Female Cop Train Video Showed Train Hitting A Police Car
Scarlett Howard
A female Cop train video was released by Authorities in Colorado that captures the moment a freight train collided with a police patrol car that was parked on the tracks and had a handcuffed passenger inside.
Yareni Rios-Gonzalez, 20, was injured in the incident on September 16 when Platteville and Fort Lupton police officers searched her pickup truck for weapons.
The incident was captured, which the Platteville and Fort Lupton police departments jointly released on Friday.
The police were responding to a complaint of a shooting-related road rage altercation in Fort Lupton. The patrol car was positioned on top of the railroad lines after a Platteville policeman stopped Rios-truck Gonzalez’s close to them.
The Colorado Bureau of Investigation claims that the traffic stop was a high risk since Rios-Gonzalez was detained on the grounds of felony menacing. She was then placed in the back of a patrol cruiser that arrived on the scene.
The video footage
A train’s horn is audible in the distance as officers search the pickup vehicle and the surrounding area for weapons in an online sample of body camera and dashboard camera footage.
It takes the police at least 15 seconds to recognize that a Union Pacific train is approaching. One of the officers yells and instructs his colleague to “keep back” as soon as he realizes that the train is drawing near the patrol vehicle.
Then, when the train rammed into the car and pushed it several yards down the tracks, an officer is seen spinning around repeatedly close to the patrol car before eventually retreating for shelter.
By the time Rios-Gonzalez arrived at the hospital, she was unconscious, according to her attorney Paul Wilkinson.
She received several injuries, including a broken arm that required surgery, nine broken ribs, a shattered sternum, and a wound to her back and head.
Wilkinson says, “She saw it coming and could hear the horn”. She shouted at the police officers in an effort to catch their attention and attempted to open the door, and she also tried to unlock the door while holding her hands behind her back.
Officers “checked the suspicious car to determine if anyone else was in the vehicle,” the Fort Lupton police department said in a statement.
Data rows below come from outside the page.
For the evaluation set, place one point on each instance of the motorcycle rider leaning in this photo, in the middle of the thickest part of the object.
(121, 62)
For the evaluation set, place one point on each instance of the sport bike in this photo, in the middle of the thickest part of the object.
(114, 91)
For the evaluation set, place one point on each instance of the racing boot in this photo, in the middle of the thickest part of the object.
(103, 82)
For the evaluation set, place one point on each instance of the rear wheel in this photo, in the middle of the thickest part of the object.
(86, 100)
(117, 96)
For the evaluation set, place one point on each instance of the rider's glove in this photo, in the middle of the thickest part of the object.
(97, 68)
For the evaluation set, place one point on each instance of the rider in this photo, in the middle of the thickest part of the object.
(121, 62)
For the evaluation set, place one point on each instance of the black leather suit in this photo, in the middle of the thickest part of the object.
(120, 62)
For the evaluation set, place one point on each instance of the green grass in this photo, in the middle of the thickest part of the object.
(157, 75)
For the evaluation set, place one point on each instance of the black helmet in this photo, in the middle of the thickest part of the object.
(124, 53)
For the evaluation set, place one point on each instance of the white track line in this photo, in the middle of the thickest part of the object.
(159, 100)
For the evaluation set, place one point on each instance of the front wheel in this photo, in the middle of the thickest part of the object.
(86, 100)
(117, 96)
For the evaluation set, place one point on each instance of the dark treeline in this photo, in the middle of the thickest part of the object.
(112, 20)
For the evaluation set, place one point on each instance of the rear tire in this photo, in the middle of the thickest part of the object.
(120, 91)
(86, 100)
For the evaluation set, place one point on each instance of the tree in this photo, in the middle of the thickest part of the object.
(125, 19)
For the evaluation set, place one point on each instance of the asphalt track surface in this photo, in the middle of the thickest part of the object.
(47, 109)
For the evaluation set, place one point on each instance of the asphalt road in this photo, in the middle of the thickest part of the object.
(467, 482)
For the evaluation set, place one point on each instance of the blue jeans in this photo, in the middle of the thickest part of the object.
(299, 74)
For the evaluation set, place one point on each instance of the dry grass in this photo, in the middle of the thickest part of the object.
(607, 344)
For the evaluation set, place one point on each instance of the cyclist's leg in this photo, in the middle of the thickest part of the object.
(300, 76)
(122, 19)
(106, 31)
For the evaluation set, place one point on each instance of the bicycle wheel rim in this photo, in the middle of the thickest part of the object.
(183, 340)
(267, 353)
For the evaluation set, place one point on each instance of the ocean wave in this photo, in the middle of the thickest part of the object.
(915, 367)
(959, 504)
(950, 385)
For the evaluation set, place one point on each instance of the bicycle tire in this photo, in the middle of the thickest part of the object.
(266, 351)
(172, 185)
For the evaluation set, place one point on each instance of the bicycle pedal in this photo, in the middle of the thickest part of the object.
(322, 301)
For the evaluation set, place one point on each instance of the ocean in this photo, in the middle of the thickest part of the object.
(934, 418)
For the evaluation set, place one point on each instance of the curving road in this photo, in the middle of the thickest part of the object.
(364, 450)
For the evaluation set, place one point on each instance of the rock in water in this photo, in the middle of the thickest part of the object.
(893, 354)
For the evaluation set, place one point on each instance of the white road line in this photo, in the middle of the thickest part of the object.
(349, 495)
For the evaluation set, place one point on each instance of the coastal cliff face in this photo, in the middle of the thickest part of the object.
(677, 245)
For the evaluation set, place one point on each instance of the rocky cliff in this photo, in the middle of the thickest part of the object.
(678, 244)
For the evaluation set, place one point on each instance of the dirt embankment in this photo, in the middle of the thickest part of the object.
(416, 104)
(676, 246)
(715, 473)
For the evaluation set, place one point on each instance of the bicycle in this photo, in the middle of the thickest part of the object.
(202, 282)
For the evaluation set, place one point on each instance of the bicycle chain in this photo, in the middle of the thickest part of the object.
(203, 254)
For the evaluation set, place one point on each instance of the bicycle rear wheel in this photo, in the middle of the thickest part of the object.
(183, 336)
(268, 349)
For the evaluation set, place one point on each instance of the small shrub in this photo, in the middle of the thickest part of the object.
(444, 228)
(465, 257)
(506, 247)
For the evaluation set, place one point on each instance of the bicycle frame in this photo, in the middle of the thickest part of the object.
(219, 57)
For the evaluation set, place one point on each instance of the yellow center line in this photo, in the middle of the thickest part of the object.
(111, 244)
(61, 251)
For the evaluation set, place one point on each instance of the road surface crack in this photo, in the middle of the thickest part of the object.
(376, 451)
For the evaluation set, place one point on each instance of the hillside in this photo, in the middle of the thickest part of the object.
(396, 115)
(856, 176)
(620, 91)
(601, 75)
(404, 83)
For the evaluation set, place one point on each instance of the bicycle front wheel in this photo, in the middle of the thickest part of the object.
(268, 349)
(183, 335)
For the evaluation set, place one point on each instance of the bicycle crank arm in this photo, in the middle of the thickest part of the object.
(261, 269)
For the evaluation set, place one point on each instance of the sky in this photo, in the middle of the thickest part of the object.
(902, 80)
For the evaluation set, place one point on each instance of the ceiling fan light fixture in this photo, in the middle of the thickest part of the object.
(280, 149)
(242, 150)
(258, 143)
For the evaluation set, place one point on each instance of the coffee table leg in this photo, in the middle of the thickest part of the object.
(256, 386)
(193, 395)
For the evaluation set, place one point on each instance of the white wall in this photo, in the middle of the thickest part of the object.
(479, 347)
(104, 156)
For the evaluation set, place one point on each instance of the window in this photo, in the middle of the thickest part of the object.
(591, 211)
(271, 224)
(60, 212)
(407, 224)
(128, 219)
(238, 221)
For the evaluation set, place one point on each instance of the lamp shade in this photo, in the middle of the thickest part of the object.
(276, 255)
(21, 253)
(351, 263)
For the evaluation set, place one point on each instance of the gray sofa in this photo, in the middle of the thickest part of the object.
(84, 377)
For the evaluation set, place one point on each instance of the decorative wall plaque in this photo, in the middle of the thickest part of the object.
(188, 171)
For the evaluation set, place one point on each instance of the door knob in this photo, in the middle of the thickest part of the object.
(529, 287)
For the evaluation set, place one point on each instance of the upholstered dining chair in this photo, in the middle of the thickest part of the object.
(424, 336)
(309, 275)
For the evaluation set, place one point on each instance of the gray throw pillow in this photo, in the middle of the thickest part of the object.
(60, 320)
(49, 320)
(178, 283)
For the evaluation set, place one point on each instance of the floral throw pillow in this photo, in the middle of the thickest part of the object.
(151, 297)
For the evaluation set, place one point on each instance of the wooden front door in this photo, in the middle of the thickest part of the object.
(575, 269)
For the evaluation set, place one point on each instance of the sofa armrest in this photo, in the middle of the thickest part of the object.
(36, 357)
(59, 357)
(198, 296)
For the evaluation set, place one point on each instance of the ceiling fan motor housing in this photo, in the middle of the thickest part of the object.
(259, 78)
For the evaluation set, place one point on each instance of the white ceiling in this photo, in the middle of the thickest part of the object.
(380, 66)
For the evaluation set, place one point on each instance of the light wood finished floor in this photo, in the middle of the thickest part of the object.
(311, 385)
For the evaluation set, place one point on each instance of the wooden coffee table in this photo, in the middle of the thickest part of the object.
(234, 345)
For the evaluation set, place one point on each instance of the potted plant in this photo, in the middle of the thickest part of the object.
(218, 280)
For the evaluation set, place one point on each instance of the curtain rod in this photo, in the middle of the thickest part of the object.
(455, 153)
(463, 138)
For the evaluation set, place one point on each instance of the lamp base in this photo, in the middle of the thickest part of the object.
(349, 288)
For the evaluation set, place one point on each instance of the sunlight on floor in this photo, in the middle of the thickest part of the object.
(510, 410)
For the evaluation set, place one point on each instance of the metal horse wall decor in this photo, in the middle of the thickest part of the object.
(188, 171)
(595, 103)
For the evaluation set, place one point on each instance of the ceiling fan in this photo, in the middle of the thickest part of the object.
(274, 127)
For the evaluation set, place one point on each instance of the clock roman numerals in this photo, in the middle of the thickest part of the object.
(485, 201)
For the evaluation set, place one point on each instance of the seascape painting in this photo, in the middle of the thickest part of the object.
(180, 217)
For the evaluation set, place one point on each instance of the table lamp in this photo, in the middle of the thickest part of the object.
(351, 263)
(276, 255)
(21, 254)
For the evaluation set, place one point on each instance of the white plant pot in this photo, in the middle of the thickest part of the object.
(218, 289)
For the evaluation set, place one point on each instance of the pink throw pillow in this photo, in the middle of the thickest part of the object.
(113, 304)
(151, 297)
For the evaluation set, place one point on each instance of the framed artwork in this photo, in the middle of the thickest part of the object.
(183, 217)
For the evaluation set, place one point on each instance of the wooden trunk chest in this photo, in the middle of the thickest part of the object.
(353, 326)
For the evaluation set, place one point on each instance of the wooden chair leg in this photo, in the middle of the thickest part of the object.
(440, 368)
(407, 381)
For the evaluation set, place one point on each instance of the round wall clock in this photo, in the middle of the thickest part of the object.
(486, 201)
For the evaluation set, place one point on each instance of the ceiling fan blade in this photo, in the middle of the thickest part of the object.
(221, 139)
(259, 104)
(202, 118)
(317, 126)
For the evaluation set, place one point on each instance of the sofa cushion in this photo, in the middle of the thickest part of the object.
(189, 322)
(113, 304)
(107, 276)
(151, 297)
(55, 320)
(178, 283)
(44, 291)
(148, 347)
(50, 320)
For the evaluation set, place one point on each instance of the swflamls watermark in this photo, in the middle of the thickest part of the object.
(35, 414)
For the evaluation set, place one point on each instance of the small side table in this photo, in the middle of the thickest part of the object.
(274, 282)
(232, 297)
A northbound train struck the Platteville police car carrying the female inmate in a couple of seconds. Officers from Fort Lupton started performing life-sustaining procedures right away.
The Platteville Police Department reportedly put one of the involved officers on paid administrative leave, according to a Denver Post article.
The police chief, Carl Dwyer, declined to provide additional information about the traffic stop and crash in a statement to the newspaper and omitted the officer’s identity.
Three organizations are looking into the incident: the Colorado State Patrol is looking into the crash, the Fort Lupton Police Department is looking into the road rage report, and the Colorado Bureau of Investigation is looking into the injuries Rios-Gonzalez sustained while in police custody.